Oh did I type THIS ... I meant YOU!
Donna :) :)

julie howe gwinn said...

Love it! It gets more elaborate every year! I guess there is no limit to their creativity...it's where we end up stopping it. What a wonderful thing to be able to LET IT FLOW with adults that allow it to keep going. AWESOME!

Teacher Tom said...

@Donna . . . Thank you! In many ways Sarah has turned out the be the creative force behind this year's play in spite of her stated reluctance to participate. And what a coincidence that Julie commented just below you. Her son pioneered the assistant director role last year!

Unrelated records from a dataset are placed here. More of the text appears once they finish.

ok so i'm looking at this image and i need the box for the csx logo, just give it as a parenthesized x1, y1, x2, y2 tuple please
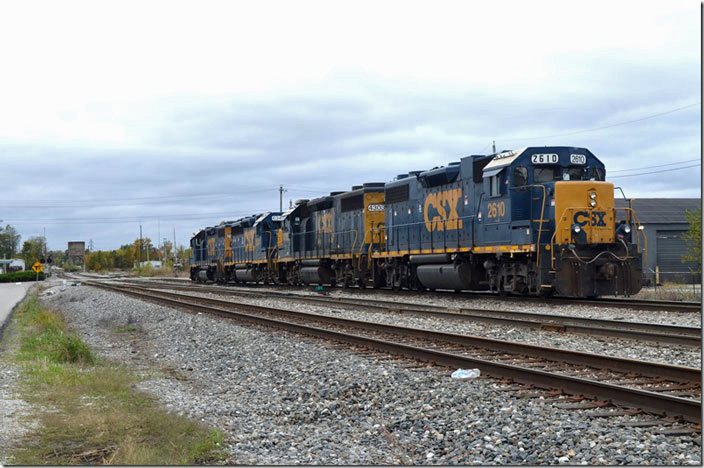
(243, 230, 256, 252)
(316, 212, 334, 244)
(573, 211, 606, 227)
(316, 212, 334, 234)
(424, 188, 463, 232)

@Julie . . . You're right! Sometimes we have to just get out of their way and jog along to keep up!

Let the Children Play said...

Bravo, bravo, encore, encore!

I've got to confess that spiky headed dude really freaks me out.

Your robot is a masterpiece, thats for sure. I would love to be able to be at your preschool one day when you guys are all creating.

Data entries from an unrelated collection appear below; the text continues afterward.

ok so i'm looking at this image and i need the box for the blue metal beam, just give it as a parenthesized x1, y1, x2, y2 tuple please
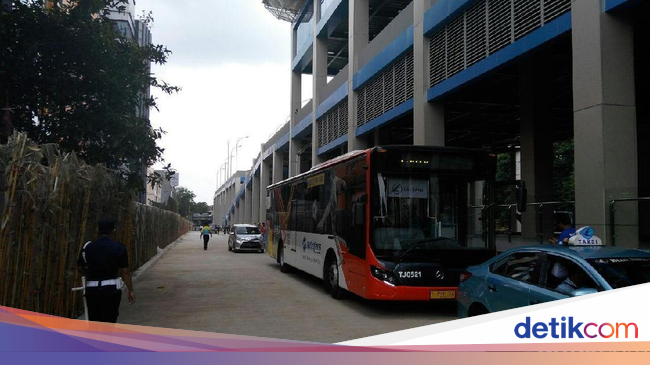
(355, 98, 414, 137)
(316, 0, 347, 38)
(317, 134, 348, 156)
(604, 0, 644, 11)
(316, 82, 348, 119)
(292, 43, 313, 72)
(423, 0, 479, 36)
(292, 113, 313, 139)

And finally, they way you wrote your post I felt like I was really there watching "Beautiful Nightmare".

Unknown said...

Tom, I don't know what I like best! I am so impressed with their creativity. :)

And by the way, the robot is fabulous!!!!

Anonymous said...

I would pay good money to attend that play.

Deborah Stewart said...

Oh Wow - these props and backdrops are blowing me away. I love the bad to good magnificent. And I can't wait to see the completed castle. This is quite a complex play - I have never seen anything like the process you all have gone through! I don't think I would have been able to keep it all straight yet alone actually see it through to completion.

Eternal Lizdom said...

Bloody BRILLIANT! I love this!!!

For your fire- rig up a lightbulb underneath it. The fan blades will make it appear like the light of a fire, potentially.

I certainly hope there will be a video of the grand event!

Super Karen said...

This is beyond adorable!

Scott said...

Fantastic! That robot is truly a masterpiece - but all the puppets, backdrops, and props are great.

"Beautiful Nightmare" is the perfect title.

Launa Hall said...

Love every word and prop, Tom! During the play itself, do you narrate?

Teacher Tom said...

@Launa . . . Yes, I read the script as narrator. I've added stage direction to their script. I've found it really helps them remember what they're supposed to be doing when they actually find themselves in front of an audience, which will probably include 50+ people in our tiny gym.

(V.Kerr) School Time Adventures said...

I have been in an off mood this evening but reading this narration with all the pics is so terrific, I started to laugh. Anyone who works with small children should be able to see all the creative beauty in this production. I really love the robot!